Since Han exhibits comparatively complex genetic structures, it may not be an ideal proxy for ancient northern ancestry components. To address this issue, we performed additional qpAdm analysis using ancient Yellow River-related populations (eg YR_LBIA, YR_MN) as the northern source (Table S4d). Our results remained consistent whether Han or YR-related populations were used as the northern source, indicating the feasibility of Han as a proxy of ancient northern ancestry in qpAdm modeling. Interestingly, our results reveal that Mulam and Nung derived their ancestries from Ami and ancient cave burials, with additional genetic contributions from YR-related (29.3%) and SEA populations (15.4%) (Table S4d and Fig. 5c). The variation in genetic components incorporates with their geographic distributions, suggests that two pre-HM clines genetically interacted with local populations during their formation history. Furthermore, CoLao can be modeled as a mixture of Ami (45%), SEA (17%) and YR-related populations (38%) (Table S4d and Fig. 5c). This distinct genetic structure may explain the deviating pattern observed in the PCA.

Discussion

This study provides a high-resolution genetic perspective on the formation of Kra–Dai and Hmong–Mien speakers by directly testing the long-standing archaeological hypothesis that ancient cave burial practitioners were their primary ancestors. Our analyses, particularly the formal ancestry modeling with qpAdm, allow us to adjudicate between the competing scenarios outlined in the introduction. Our findings support the complex admixture hypothesis, while simultaneously refining our understanding of the roles of local and northern ancestries. Temporal genetic homogeneity among these burial-related individuals, along with the increasing presence of northern-related ancestry, suggests that continuous large-scale migration from the north has significantly shaped the genetic profiles of the region, potentially decreasing genetic diversity over time.

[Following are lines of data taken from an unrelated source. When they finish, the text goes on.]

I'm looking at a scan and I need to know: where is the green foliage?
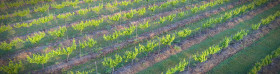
[139,41,158,52]
[67,69,95,74]
[139,21,151,30]
[14,23,32,28]
[0,13,10,20]
[103,31,121,41]
[191,6,199,13]
[57,12,75,19]
[49,26,67,37]
[159,17,167,23]
[78,9,90,15]
[91,4,103,13]
[177,29,192,37]
[166,59,189,74]
[34,4,50,12]
[13,9,30,17]
[232,30,248,41]
[220,37,232,48]
[80,38,97,48]
[26,32,46,44]
[0,25,13,33]
[191,0,228,13]
[134,0,143,3]
[0,61,23,74]
[224,12,233,20]
[31,14,54,25]
[25,0,39,5]
[72,21,87,31]
[137,8,146,16]
[120,25,136,35]
[102,54,122,68]
[27,54,50,65]
[148,5,159,12]
[193,45,222,62]
[120,1,131,6]
[249,55,272,74]
[167,14,176,21]
[109,14,121,21]
[6,0,24,8]
[178,12,186,17]
[160,34,175,45]
[51,2,66,9]
[72,18,103,32]
[252,23,261,30]
[0,38,24,50]
[106,3,117,10]
[249,47,280,74]
[62,0,80,7]
[0,41,13,50]
[83,0,94,3]
[123,48,140,62]
[124,9,136,19]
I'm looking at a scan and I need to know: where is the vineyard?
[0,0,280,74]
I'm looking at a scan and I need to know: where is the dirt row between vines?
[0,0,190,62]
[0,1,213,63]
[258,55,280,74]
[114,0,276,74]
[5,0,132,26]
[185,1,280,74]
[30,0,245,73]
[1,2,165,42]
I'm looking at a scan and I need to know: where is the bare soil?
[33,0,238,73]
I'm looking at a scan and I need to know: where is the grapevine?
[160,34,175,45]
[26,32,46,44]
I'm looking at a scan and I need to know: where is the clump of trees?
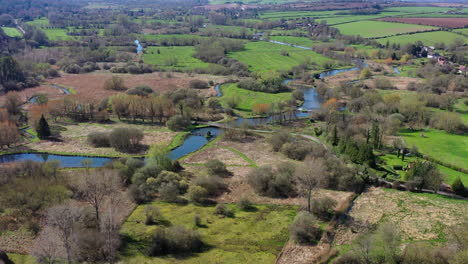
[104,76,127,91]
[290,211,322,245]
[148,226,204,257]
[405,160,443,192]
[88,127,144,153]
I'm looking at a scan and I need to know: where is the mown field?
[229,41,332,72]
[260,11,336,20]
[453,28,468,35]
[385,6,456,13]
[400,129,468,168]
[221,83,291,112]
[380,154,468,185]
[1,27,22,37]
[270,36,323,48]
[143,46,209,70]
[377,31,468,45]
[121,202,297,264]
[334,21,436,38]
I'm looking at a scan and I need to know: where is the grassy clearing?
[335,188,468,245]
[317,14,386,25]
[143,46,209,70]
[8,253,38,264]
[121,202,297,264]
[384,6,455,13]
[270,36,323,47]
[334,21,436,38]
[453,28,468,35]
[42,28,76,41]
[229,41,333,72]
[400,129,468,168]
[377,31,468,45]
[261,11,336,20]
[380,154,468,185]
[221,83,291,113]
[26,17,50,27]
[1,27,23,38]
[138,34,206,42]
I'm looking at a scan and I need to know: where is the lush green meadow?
[143,46,209,70]
[221,83,291,112]
[384,6,455,13]
[270,36,323,48]
[121,202,297,264]
[400,129,468,168]
[377,31,468,45]
[229,41,332,72]
[453,28,468,35]
[334,21,436,38]
[261,11,336,20]
[26,17,50,27]
[2,27,23,37]
[380,154,468,185]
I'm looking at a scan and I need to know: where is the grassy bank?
[121,202,297,264]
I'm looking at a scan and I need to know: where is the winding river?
[0,55,367,168]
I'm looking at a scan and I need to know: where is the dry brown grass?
[335,188,468,245]
[364,76,422,90]
[27,123,177,156]
[183,146,249,166]
[50,72,226,99]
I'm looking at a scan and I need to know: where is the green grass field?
[221,83,291,113]
[377,31,468,45]
[143,46,209,70]
[42,28,77,41]
[400,129,468,169]
[384,6,455,13]
[380,154,468,186]
[334,21,436,38]
[260,11,337,20]
[229,41,332,73]
[2,27,23,37]
[453,28,468,35]
[270,36,323,48]
[26,17,49,27]
[121,202,297,264]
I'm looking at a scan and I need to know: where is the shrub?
[166,115,191,131]
[148,226,204,257]
[238,197,253,211]
[188,185,208,203]
[214,204,234,218]
[451,177,467,196]
[195,175,225,196]
[247,163,296,198]
[189,80,209,89]
[206,159,230,177]
[311,196,336,220]
[88,132,110,148]
[268,131,291,151]
[158,182,180,202]
[63,64,82,74]
[145,205,162,225]
[281,141,313,160]
[104,76,127,91]
[193,215,202,227]
[290,211,322,244]
[109,127,143,152]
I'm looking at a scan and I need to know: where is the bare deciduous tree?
[78,170,121,226]
[46,203,82,263]
[295,157,327,212]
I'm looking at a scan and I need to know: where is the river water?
[0,54,367,168]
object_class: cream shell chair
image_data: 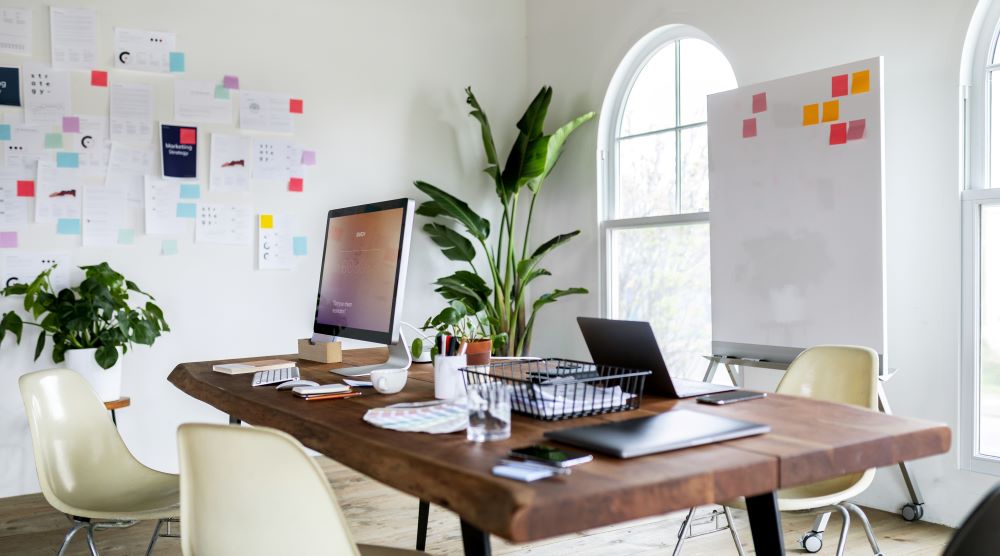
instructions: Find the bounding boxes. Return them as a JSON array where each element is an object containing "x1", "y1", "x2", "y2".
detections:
[
  {"x1": 18, "y1": 369, "x2": 180, "y2": 556},
  {"x1": 674, "y1": 346, "x2": 882, "y2": 556},
  {"x1": 177, "y1": 424, "x2": 426, "y2": 556}
]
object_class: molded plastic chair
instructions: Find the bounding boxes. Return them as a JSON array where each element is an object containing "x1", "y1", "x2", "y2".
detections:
[
  {"x1": 18, "y1": 369, "x2": 180, "y2": 556},
  {"x1": 177, "y1": 424, "x2": 424, "y2": 556},
  {"x1": 674, "y1": 346, "x2": 882, "y2": 556}
]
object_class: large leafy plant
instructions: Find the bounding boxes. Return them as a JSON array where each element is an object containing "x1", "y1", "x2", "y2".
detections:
[
  {"x1": 414, "y1": 87, "x2": 594, "y2": 355},
  {"x1": 0, "y1": 263, "x2": 170, "y2": 369}
]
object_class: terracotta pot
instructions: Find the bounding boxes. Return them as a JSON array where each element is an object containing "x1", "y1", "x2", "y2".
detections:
[{"x1": 465, "y1": 339, "x2": 493, "y2": 365}]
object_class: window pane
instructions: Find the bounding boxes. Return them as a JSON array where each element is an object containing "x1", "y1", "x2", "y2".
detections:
[
  {"x1": 680, "y1": 39, "x2": 736, "y2": 125},
  {"x1": 615, "y1": 131, "x2": 677, "y2": 218},
  {"x1": 681, "y1": 126, "x2": 708, "y2": 212},
  {"x1": 618, "y1": 43, "x2": 677, "y2": 137},
  {"x1": 611, "y1": 223, "x2": 712, "y2": 380},
  {"x1": 979, "y1": 205, "x2": 1000, "y2": 457}
]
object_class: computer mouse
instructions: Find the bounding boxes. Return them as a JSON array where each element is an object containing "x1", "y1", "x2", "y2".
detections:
[{"x1": 275, "y1": 380, "x2": 319, "y2": 390}]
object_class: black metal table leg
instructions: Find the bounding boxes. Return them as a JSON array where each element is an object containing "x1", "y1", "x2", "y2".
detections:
[
  {"x1": 417, "y1": 500, "x2": 431, "y2": 552},
  {"x1": 747, "y1": 492, "x2": 785, "y2": 556},
  {"x1": 462, "y1": 519, "x2": 492, "y2": 556}
]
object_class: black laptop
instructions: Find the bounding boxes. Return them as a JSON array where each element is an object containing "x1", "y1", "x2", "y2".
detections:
[{"x1": 576, "y1": 317, "x2": 736, "y2": 398}]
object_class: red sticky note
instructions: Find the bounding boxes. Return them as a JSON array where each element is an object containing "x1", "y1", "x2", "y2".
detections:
[
  {"x1": 90, "y1": 70, "x2": 108, "y2": 87},
  {"x1": 847, "y1": 119, "x2": 865, "y2": 141},
  {"x1": 830, "y1": 122, "x2": 847, "y2": 145},
  {"x1": 17, "y1": 180, "x2": 35, "y2": 197},
  {"x1": 830, "y1": 73, "x2": 847, "y2": 97},
  {"x1": 181, "y1": 127, "x2": 198, "y2": 145}
]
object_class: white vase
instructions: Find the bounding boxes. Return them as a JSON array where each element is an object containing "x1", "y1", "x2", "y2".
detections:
[{"x1": 66, "y1": 348, "x2": 122, "y2": 402}]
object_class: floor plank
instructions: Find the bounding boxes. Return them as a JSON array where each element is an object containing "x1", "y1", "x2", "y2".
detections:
[{"x1": 0, "y1": 458, "x2": 952, "y2": 556}]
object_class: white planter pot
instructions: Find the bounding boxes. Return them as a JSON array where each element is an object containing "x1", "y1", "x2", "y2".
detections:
[{"x1": 66, "y1": 348, "x2": 122, "y2": 402}]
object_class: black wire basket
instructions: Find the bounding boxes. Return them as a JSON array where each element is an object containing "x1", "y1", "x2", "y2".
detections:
[{"x1": 461, "y1": 359, "x2": 651, "y2": 421}]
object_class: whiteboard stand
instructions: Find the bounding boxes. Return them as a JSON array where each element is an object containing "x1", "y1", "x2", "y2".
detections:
[{"x1": 704, "y1": 355, "x2": 924, "y2": 524}]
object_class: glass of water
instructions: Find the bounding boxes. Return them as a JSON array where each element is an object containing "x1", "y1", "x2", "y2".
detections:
[{"x1": 467, "y1": 382, "x2": 511, "y2": 442}]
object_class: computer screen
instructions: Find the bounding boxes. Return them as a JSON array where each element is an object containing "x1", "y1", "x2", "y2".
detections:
[{"x1": 313, "y1": 199, "x2": 415, "y2": 344}]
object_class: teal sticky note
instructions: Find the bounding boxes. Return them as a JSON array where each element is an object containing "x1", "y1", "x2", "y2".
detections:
[
  {"x1": 292, "y1": 236, "x2": 308, "y2": 257},
  {"x1": 181, "y1": 183, "x2": 201, "y2": 199},
  {"x1": 177, "y1": 203, "x2": 198, "y2": 218},
  {"x1": 45, "y1": 133, "x2": 62, "y2": 149},
  {"x1": 56, "y1": 153, "x2": 80, "y2": 168},
  {"x1": 118, "y1": 229, "x2": 135, "y2": 245},
  {"x1": 56, "y1": 218, "x2": 80, "y2": 236},
  {"x1": 160, "y1": 239, "x2": 177, "y2": 255},
  {"x1": 170, "y1": 52, "x2": 184, "y2": 73}
]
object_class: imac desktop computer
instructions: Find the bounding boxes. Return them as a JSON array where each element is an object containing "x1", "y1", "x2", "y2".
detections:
[{"x1": 312, "y1": 199, "x2": 415, "y2": 376}]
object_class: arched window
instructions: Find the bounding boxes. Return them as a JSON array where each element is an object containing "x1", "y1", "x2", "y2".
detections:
[{"x1": 599, "y1": 25, "x2": 736, "y2": 377}]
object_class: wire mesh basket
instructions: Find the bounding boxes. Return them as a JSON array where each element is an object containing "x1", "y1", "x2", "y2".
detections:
[{"x1": 461, "y1": 359, "x2": 650, "y2": 421}]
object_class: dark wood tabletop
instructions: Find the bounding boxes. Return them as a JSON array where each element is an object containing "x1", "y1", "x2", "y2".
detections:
[{"x1": 169, "y1": 348, "x2": 951, "y2": 553}]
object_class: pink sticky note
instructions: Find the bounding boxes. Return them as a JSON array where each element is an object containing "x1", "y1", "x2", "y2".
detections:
[
  {"x1": 0, "y1": 232, "x2": 17, "y2": 248},
  {"x1": 847, "y1": 119, "x2": 865, "y2": 141},
  {"x1": 830, "y1": 73, "x2": 847, "y2": 97},
  {"x1": 63, "y1": 116, "x2": 80, "y2": 133}
]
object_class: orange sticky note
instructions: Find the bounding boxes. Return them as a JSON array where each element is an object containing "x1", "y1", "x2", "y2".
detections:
[
  {"x1": 851, "y1": 70, "x2": 871, "y2": 95},
  {"x1": 823, "y1": 100, "x2": 840, "y2": 122},
  {"x1": 802, "y1": 104, "x2": 819, "y2": 125}
]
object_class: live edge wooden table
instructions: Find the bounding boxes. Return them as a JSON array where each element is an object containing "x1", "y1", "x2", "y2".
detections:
[{"x1": 169, "y1": 348, "x2": 951, "y2": 555}]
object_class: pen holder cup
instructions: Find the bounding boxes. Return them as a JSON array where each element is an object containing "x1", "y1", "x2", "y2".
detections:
[{"x1": 434, "y1": 355, "x2": 467, "y2": 400}]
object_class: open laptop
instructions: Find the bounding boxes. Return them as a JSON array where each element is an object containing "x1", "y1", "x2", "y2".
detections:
[{"x1": 576, "y1": 317, "x2": 736, "y2": 398}]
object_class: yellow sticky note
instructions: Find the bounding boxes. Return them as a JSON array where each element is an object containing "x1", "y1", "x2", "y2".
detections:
[
  {"x1": 851, "y1": 70, "x2": 871, "y2": 95},
  {"x1": 802, "y1": 104, "x2": 819, "y2": 125},
  {"x1": 823, "y1": 100, "x2": 840, "y2": 122}
]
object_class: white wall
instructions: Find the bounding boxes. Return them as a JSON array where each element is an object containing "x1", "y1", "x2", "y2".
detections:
[
  {"x1": 528, "y1": 0, "x2": 996, "y2": 525},
  {"x1": 0, "y1": 0, "x2": 526, "y2": 496}
]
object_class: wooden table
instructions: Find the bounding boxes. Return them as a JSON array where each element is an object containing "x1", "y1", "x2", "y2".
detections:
[{"x1": 168, "y1": 349, "x2": 951, "y2": 555}]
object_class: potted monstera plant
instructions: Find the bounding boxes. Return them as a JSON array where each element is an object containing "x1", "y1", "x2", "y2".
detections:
[{"x1": 0, "y1": 263, "x2": 170, "y2": 401}]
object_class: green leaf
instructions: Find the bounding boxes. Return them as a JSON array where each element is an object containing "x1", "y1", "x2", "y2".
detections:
[
  {"x1": 424, "y1": 222, "x2": 476, "y2": 262},
  {"x1": 413, "y1": 181, "x2": 490, "y2": 241}
]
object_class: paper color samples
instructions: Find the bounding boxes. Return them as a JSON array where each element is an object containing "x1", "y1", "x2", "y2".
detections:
[
  {"x1": 851, "y1": 70, "x2": 871, "y2": 95},
  {"x1": 830, "y1": 122, "x2": 847, "y2": 145}
]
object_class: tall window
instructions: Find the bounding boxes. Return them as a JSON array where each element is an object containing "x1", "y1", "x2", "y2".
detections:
[
  {"x1": 600, "y1": 26, "x2": 736, "y2": 378},
  {"x1": 960, "y1": 2, "x2": 1000, "y2": 474}
]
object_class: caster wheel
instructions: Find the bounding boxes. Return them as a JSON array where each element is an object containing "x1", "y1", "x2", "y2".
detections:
[
  {"x1": 799, "y1": 531, "x2": 823, "y2": 554},
  {"x1": 899, "y1": 504, "x2": 924, "y2": 521}
]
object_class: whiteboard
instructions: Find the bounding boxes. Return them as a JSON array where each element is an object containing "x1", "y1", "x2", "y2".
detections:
[{"x1": 708, "y1": 58, "x2": 886, "y2": 369}]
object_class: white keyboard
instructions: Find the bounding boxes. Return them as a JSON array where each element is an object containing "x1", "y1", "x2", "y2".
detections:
[{"x1": 253, "y1": 367, "x2": 299, "y2": 386}]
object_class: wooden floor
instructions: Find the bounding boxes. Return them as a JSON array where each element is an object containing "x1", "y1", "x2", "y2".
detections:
[{"x1": 0, "y1": 458, "x2": 951, "y2": 556}]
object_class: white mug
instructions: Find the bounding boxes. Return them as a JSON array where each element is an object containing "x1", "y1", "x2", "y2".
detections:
[
  {"x1": 371, "y1": 369, "x2": 407, "y2": 394},
  {"x1": 434, "y1": 355, "x2": 466, "y2": 400}
]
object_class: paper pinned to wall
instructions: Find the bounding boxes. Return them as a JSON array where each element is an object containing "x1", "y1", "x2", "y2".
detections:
[
  {"x1": 115, "y1": 27, "x2": 177, "y2": 73},
  {"x1": 83, "y1": 185, "x2": 126, "y2": 246},
  {"x1": 208, "y1": 133, "x2": 251, "y2": 192},
  {"x1": 49, "y1": 6, "x2": 98, "y2": 70},
  {"x1": 0, "y1": 8, "x2": 32, "y2": 56},
  {"x1": 174, "y1": 79, "x2": 233, "y2": 124},
  {"x1": 194, "y1": 203, "x2": 253, "y2": 245},
  {"x1": 240, "y1": 90, "x2": 294, "y2": 133},
  {"x1": 109, "y1": 83, "x2": 153, "y2": 145}
]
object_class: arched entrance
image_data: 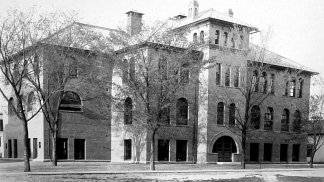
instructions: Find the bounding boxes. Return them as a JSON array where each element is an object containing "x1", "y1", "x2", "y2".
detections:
[{"x1": 212, "y1": 136, "x2": 237, "y2": 162}]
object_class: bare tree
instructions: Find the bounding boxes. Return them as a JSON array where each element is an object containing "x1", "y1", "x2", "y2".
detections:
[
  {"x1": 112, "y1": 23, "x2": 201, "y2": 170},
  {"x1": 302, "y1": 95, "x2": 324, "y2": 168}
]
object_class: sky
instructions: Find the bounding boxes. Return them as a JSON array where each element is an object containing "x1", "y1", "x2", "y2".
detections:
[{"x1": 0, "y1": 0, "x2": 324, "y2": 92}]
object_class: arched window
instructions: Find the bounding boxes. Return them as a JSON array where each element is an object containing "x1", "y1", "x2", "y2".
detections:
[
  {"x1": 215, "y1": 30, "x2": 219, "y2": 45},
  {"x1": 281, "y1": 109, "x2": 289, "y2": 131},
  {"x1": 200, "y1": 31, "x2": 205, "y2": 44},
  {"x1": 289, "y1": 78, "x2": 296, "y2": 97},
  {"x1": 27, "y1": 92, "x2": 36, "y2": 112},
  {"x1": 124, "y1": 97, "x2": 133, "y2": 124},
  {"x1": 193, "y1": 33, "x2": 198, "y2": 43},
  {"x1": 8, "y1": 97, "x2": 15, "y2": 116},
  {"x1": 229, "y1": 103, "x2": 235, "y2": 126},
  {"x1": 217, "y1": 102, "x2": 224, "y2": 125},
  {"x1": 297, "y1": 78, "x2": 303, "y2": 98},
  {"x1": 260, "y1": 72, "x2": 268, "y2": 93},
  {"x1": 224, "y1": 32, "x2": 228, "y2": 46},
  {"x1": 177, "y1": 98, "x2": 188, "y2": 125},
  {"x1": 252, "y1": 70, "x2": 259, "y2": 92},
  {"x1": 59, "y1": 91, "x2": 82, "y2": 111},
  {"x1": 264, "y1": 107, "x2": 273, "y2": 130},
  {"x1": 293, "y1": 110, "x2": 301, "y2": 132},
  {"x1": 251, "y1": 106, "x2": 261, "y2": 129},
  {"x1": 269, "y1": 74, "x2": 275, "y2": 94}
]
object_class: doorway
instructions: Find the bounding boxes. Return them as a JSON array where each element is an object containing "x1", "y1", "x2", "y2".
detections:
[
  {"x1": 212, "y1": 136, "x2": 237, "y2": 162},
  {"x1": 74, "y1": 139, "x2": 85, "y2": 160},
  {"x1": 56, "y1": 138, "x2": 68, "y2": 159}
]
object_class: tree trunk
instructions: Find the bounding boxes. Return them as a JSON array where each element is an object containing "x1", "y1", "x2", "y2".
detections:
[
  {"x1": 52, "y1": 127, "x2": 57, "y2": 166},
  {"x1": 150, "y1": 131, "x2": 155, "y2": 171},
  {"x1": 241, "y1": 129, "x2": 246, "y2": 169},
  {"x1": 22, "y1": 121, "x2": 30, "y2": 172}
]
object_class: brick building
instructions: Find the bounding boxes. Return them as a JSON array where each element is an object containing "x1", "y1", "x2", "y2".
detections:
[{"x1": 4, "y1": 0, "x2": 316, "y2": 163}]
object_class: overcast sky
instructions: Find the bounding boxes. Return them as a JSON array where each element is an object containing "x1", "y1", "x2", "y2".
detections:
[{"x1": 0, "y1": 0, "x2": 324, "y2": 92}]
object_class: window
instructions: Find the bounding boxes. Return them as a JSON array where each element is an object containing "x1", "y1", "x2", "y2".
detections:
[
  {"x1": 27, "y1": 92, "x2": 36, "y2": 112},
  {"x1": 193, "y1": 33, "x2": 198, "y2": 43},
  {"x1": 225, "y1": 66, "x2": 231, "y2": 86},
  {"x1": 129, "y1": 58, "x2": 135, "y2": 81},
  {"x1": 216, "y1": 63, "x2": 222, "y2": 85},
  {"x1": 215, "y1": 30, "x2": 219, "y2": 45},
  {"x1": 269, "y1": 74, "x2": 274, "y2": 94},
  {"x1": 231, "y1": 35, "x2": 235, "y2": 48},
  {"x1": 264, "y1": 107, "x2": 273, "y2": 130},
  {"x1": 293, "y1": 110, "x2": 301, "y2": 132},
  {"x1": 239, "y1": 35, "x2": 244, "y2": 49},
  {"x1": 260, "y1": 72, "x2": 268, "y2": 93},
  {"x1": 252, "y1": 70, "x2": 259, "y2": 92},
  {"x1": 176, "y1": 140, "x2": 187, "y2": 161},
  {"x1": 234, "y1": 66, "x2": 240, "y2": 87},
  {"x1": 180, "y1": 64, "x2": 189, "y2": 83},
  {"x1": 59, "y1": 91, "x2": 82, "y2": 111},
  {"x1": 200, "y1": 31, "x2": 205, "y2": 44},
  {"x1": 289, "y1": 78, "x2": 296, "y2": 97},
  {"x1": 124, "y1": 139, "x2": 132, "y2": 160},
  {"x1": 297, "y1": 78, "x2": 303, "y2": 98},
  {"x1": 177, "y1": 98, "x2": 188, "y2": 125},
  {"x1": 0, "y1": 119, "x2": 3, "y2": 131},
  {"x1": 283, "y1": 81, "x2": 289, "y2": 96},
  {"x1": 158, "y1": 140, "x2": 170, "y2": 161},
  {"x1": 124, "y1": 97, "x2": 133, "y2": 124},
  {"x1": 217, "y1": 102, "x2": 224, "y2": 125},
  {"x1": 251, "y1": 106, "x2": 261, "y2": 129},
  {"x1": 224, "y1": 32, "x2": 228, "y2": 46},
  {"x1": 281, "y1": 109, "x2": 289, "y2": 131},
  {"x1": 229, "y1": 103, "x2": 235, "y2": 126}
]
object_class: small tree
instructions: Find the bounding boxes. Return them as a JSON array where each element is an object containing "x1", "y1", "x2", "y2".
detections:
[
  {"x1": 303, "y1": 95, "x2": 324, "y2": 168},
  {"x1": 112, "y1": 23, "x2": 201, "y2": 170}
]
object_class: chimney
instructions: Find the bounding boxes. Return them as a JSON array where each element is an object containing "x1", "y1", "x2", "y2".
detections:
[
  {"x1": 126, "y1": 10, "x2": 144, "y2": 36},
  {"x1": 228, "y1": 8, "x2": 233, "y2": 17}
]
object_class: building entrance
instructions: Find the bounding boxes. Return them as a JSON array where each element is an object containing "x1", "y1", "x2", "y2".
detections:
[{"x1": 212, "y1": 136, "x2": 237, "y2": 162}]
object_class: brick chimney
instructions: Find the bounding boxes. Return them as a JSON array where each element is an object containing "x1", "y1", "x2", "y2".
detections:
[{"x1": 126, "y1": 10, "x2": 144, "y2": 36}]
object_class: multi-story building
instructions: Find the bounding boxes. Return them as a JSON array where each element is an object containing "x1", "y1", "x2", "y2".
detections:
[{"x1": 0, "y1": 0, "x2": 316, "y2": 163}]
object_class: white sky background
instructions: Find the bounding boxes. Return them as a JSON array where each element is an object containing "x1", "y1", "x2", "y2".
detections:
[{"x1": 0, "y1": 0, "x2": 324, "y2": 94}]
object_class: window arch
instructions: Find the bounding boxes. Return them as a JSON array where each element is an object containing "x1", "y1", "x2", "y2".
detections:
[
  {"x1": 59, "y1": 91, "x2": 82, "y2": 111},
  {"x1": 215, "y1": 30, "x2": 219, "y2": 45},
  {"x1": 260, "y1": 72, "x2": 268, "y2": 93},
  {"x1": 251, "y1": 106, "x2": 261, "y2": 129},
  {"x1": 124, "y1": 97, "x2": 133, "y2": 124},
  {"x1": 281, "y1": 109, "x2": 289, "y2": 131},
  {"x1": 224, "y1": 32, "x2": 228, "y2": 46},
  {"x1": 293, "y1": 110, "x2": 301, "y2": 132},
  {"x1": 229, "y1": 103, "x2": 235, "y2": 126},
  {"x1": 176, "y1": 98, "x2": 189, "y2": 125},
  {"x1": 199, "y1": 31, "x2": 205, "y2": 44},
  {"x1": 217, "y1": 102, "x2": 224, "y2": 125},
  {"x1": 192, "y1": 33, "x2": 198, "y2": 43},
  {"x1": 264, "y1": 107, "x2": 273, "y2": 130},
  {"x1": 27, "y1": 92, "x2": 36, "y2": 112}
]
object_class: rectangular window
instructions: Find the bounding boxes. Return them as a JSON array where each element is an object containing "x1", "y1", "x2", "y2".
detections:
[
  {"x1": 158, "y1": 140, "x2": 170, "y2": 161},
  {"x1": 124, "y1": 139, "x2": 132, "y2": 160},
  {"x1": 292, "y1": 144, "x2": 300, "y2": 162},
  {"x1": 0, "y1": 119, "x2": 3, "y2": 131},
  {"x1": 263, "y1": 143, "x2": 272, "y2": 161},
  {"x1": 289, "y1": 79, "x2": 296, "y2": 97},
  {"x1": 234, "y1": 66, "x2": 240, "y2": 87},
  {"x1": 176, "y1": 140, "x2": 187, "y2": 161},
  {"x1": 216, "y1": 63, "x2": 222, "y2": 85},
  {"x1": 250, "y1": 143, "x2": 259, "y2": 162},
  {"x1": 225, "y1": 66, "x2": 231, "y2": 86}
]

Ancient populations practicing cave burial at the Zuoyou River basin and Nandan in Guangxi have been considered ancestors of present-day KD and HM speakers, respectively (Zhang 1982a, 1982b; Zhang et al. 1986; Zhou and Feng 1991). Our results and previous archaeological and genetic studies show a close relationship between these cave burial populations and modern KD and HM speakers. Present-day HM speakers exhibit a genetic cline toward both Han and KD populations, with shared alleles indicating the importance of admixture with Han and TK-related groups in the formation of HM populations. We found that most KD populations show a high genetic affinity with 1,500 BP Guangxi ancestors, suggesting that the genetic components of present-day TK speakers have remained relatively consistent over the past 1,500 years.

As expected, our qpAdm analysis revealed that nearly all present-day HM and KD speakers retain genetic components from their respective related populations. Notably, HM populations in Southeast Asia exhibit a much higher proportion of ancestry from cave burial individuals (74.5% to 100%) than their Chinese counterparts (22.2% to 26.5%), which are more admixed with modern Han populations. This regional disparity likely reflects historical migration patterns: as HM ancestral groups migrated southward, those settling in Southeast Asia encountered fewer sustained interactions with Han populations, preserving more of their ancient cave burial-related ancestry (Ge et al. 1993). In contrast, HM groups in China experienced prolonged admixture with Han migrants, particularly during the Ming Dynasty and subsequent periods (Ge et al. 1993), leading to a dilution of ancient southern ancestry. This aligns with historical records of north-south demographic shifts and the role of the Central Plain as a source of agricultural expansions that influenced ethnic formation in southern China.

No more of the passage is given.